La logique serait de penser que si je suis plus à l’aise, je n’ai pas besoin d’écrire. Ce qui se passe, c’est que dans mon cas, l’écriture est étroitement liée au plaisir, et cela ne disparaîtra jamais. J’aime beaucoup écrire et ce que j’aime le plus, c’est l’imprévisibilité, quand on ne sait pas où va l’histoire et qu’on prend le chemin le plus inattendu.
« La littérature espagnole devrait être imprévisible, comme l’est la littérature latino-américaine »
Avez-vous passé beaucoup de temps à créer votre univers formel et stylistique ?
Non, c’était une rupture radicale. Depuis l’âge de douze ans, je voulais être écrivain et j’écrivais mes romans et c’était très difficile pour moi d’être sérieux. J’ai lu des romans réalistes et j’ai essayé de les imiter, mais je n’ai rien compris… Tout a changé quand j’ai lu « Duluth », de Gore Vidal. J’ai essayé de faire le même roman à ma manière et le résultat a été « Welcome to Welcome », qui est presque identique. Cela, combiné à « Ask the Dust » de John Fante et à la découverte de son alter ego (Arturo Bandini), a provoqué un court-circuit en moi et j’ai commencé à écrire avec tout ce que j’avais accumulé.
Il n’a jamais caché ses références…
Pour rien. Philip K. Dick, Douglas Adams, Stephen King, Kurt Vonnegut, David Foster Wallace… Je ne fais pas confiance aux gens qui cachent des cartes. La littérature se vit avec passion ou pas du tout.
Pas d’auteur espagnol ?
Cervantès, bien sûr. Mais je m’en suis rendu compte plus tard. J’ai réalisé que tous les écrivains que j’admirais essayaient d’écrire des romans de Cervantes. Ils sont restés avec la partie postmoderne de « Don Quichotte », la fiction dans la fiction, la personne malade de littérature, la structure formelle… J’avais incorporé cela d’eux, mais cela venait d’un roman espagnol et, bien sûr, j’ai halluciné. . Et puis je me suis demandé ce qu’était devenue la littérature espagnole par la suite. Je ne dis pas qu’il n’y a pas eu de romans ambitieux. Il y a Fernández Mallo, Manuel Vilas, « El día del Watusi » de Francisco Casavella, « S’ils te disent que je suis tombé » de Juan Marsé… Mais en général, cela a été quelque chose d’effrayant, domestiqué, prévisible.
Et d’où pensez-vous que vient cette peur ?

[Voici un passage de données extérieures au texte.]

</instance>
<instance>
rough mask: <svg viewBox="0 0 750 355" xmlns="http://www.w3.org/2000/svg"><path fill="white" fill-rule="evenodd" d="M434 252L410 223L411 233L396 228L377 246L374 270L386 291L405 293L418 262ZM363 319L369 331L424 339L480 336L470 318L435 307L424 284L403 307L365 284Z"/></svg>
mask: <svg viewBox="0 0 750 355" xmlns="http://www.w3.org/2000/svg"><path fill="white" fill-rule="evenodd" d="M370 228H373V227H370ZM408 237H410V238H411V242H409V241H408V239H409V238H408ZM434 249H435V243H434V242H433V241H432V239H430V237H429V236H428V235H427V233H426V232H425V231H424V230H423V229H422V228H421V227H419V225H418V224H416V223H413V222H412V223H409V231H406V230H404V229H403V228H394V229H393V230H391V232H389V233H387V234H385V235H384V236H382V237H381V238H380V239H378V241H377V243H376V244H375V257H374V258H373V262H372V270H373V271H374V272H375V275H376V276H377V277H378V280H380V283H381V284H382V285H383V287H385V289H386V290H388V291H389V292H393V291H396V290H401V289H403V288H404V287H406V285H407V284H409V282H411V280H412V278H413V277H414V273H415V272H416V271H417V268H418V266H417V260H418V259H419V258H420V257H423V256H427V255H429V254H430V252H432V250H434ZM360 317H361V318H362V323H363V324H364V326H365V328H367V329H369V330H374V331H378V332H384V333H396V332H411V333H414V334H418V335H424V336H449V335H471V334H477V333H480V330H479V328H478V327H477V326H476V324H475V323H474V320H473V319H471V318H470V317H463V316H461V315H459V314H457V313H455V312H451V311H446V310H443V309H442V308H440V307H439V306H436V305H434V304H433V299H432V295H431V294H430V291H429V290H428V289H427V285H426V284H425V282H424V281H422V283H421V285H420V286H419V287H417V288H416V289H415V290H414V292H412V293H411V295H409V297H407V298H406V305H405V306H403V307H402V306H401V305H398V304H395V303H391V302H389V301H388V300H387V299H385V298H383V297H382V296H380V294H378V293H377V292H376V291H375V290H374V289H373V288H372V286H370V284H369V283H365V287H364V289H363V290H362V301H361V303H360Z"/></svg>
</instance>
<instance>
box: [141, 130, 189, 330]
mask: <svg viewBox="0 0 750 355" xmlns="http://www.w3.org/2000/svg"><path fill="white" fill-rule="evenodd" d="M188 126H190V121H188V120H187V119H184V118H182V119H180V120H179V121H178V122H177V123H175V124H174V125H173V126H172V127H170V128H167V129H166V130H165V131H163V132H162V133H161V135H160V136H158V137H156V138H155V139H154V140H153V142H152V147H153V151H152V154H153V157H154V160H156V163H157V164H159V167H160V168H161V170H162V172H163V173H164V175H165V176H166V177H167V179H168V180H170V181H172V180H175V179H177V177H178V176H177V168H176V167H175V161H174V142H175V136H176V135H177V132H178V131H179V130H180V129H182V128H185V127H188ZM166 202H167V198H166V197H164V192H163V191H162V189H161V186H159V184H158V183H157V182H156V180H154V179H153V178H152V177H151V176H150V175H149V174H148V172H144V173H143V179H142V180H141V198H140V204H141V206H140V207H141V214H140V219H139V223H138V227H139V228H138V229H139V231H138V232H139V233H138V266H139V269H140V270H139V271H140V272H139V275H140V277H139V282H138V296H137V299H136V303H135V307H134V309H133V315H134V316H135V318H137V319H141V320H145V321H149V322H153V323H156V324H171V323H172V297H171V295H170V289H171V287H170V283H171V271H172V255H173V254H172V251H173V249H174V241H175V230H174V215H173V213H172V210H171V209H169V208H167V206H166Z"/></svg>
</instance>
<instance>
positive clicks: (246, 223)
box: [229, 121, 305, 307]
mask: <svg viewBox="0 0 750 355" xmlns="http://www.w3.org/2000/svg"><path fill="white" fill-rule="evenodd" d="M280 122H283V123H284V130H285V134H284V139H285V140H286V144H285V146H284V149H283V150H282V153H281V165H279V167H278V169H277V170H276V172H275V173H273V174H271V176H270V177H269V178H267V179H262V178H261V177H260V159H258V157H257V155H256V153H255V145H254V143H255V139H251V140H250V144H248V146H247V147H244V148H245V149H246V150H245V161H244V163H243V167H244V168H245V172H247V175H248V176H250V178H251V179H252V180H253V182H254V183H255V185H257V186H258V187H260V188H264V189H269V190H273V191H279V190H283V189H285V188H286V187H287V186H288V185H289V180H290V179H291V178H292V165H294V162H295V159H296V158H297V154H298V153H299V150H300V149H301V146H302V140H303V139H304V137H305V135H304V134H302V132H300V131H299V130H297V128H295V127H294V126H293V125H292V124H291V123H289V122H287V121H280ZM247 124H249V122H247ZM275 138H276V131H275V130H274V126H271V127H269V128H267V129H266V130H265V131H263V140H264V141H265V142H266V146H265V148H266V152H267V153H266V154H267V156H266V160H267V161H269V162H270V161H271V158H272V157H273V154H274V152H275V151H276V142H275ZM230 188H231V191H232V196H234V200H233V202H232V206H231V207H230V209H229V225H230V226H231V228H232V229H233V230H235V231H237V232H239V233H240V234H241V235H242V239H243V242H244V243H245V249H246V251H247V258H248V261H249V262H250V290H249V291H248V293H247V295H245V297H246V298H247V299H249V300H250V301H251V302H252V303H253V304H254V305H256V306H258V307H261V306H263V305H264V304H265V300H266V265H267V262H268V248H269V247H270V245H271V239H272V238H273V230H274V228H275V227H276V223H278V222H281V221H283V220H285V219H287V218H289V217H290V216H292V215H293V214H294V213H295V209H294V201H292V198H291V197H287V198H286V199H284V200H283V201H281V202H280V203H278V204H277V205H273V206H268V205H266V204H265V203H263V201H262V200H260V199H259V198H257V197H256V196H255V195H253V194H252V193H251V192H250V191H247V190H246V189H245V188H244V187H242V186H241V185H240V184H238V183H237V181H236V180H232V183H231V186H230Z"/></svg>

Eh bien, je ne sais pas, mais nous devrions honorer Don Quichotte à tout moment et être ambitieux comme l’était Cervantes. La littérature espagnole devrait être un animal sauvage imprévisible. Et je pense que c’est le cas chaque fois qu’ils le permettent. C’est pourquoi les éditeurs ont également la responsabilité de ne pas récompenser ce qui est prévisible. Et encore plus en prenant l’exemple de la littérature latino-américaine, qui est quelque chose d’imprévisible et de très vivant. Chez nous, vous allez à la librairie et vous commencez à courir.